The depth and breadth of human suffering is incomprehensibly and heartbreakingly vast, and that of animal suffering even more so.
It is reasonable to believe that suffering rather than pleasure predominates in the world.
Some moral intuitions oppose certain ways of alleviating suffering. For example, if we could give a parent a pill that would erase the memory (and the grief) of a deceased child, this would be an abomination.

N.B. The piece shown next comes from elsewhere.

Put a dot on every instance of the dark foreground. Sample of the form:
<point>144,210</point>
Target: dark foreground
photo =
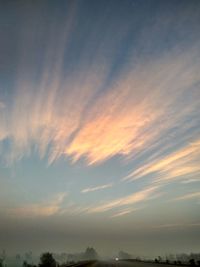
<point>124,264</point>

A consistent and overriding committment to the abolition of suffering has as its logical conclusion the abolition of sentient life as its shortest, most direct, and most sure path. When an organism dies, not only does it no longer suffer, but it no longer begets descendants who will suffer.
Sentient, much less sapient, life would not have emerged without ruthless and amoral natural selection.
Contingent suffering can be important in to secure a greater good – for example, giving a small child a needle to administer medicine. The contingent evils of this world may have a relationship to a greater, transcendent good that is not usually perceived directly, or only glimpsed. Belief in this good in the face of suffering is the real basis of faith, not belief in any particular religious doctrine. “Life is worth living” is a fundamental expression of faith.
Suffering and the awareness of suffering are vital to the human process of maturation and development. In the maturation from childhood to adulthood, comforting illusions about the world are gradually peeled back – like the child who touches a hot stove for the first time.
Our belief in preventing suffering may conflict with other values – for example, the choice to express a harsh truth or not. The moral imperative to prevent suffering must be balanced against other human values. This balancing requires characteristics such as wisdom, prudence and maturity which cannot be reduced to universally applicable rules.
Even if we had the technical capabilities to do so, we should not abolish all suffering (although there may be a moral imperative to vastly reduce its scope). Certain areas may have to be left “wild” in order to produce the kind of generative stresses that sentient and sapient life need to grow, develop and mature.
A tentative expression of a golden path might be: “To achieve the minimum level of suffering that is compatible with the continued existence and development of sentient and sapient life.”
11 Theses on Suffering
Good article!
"Belief in this good in the face of suffering is the real basis of faith."
This is something I've come to understand and focus on as well.
"...would not have emerged without ruthless and amoral natural selection."
Also important! Many want to apply all sorts of evolutionary understandings to morality. It is not so!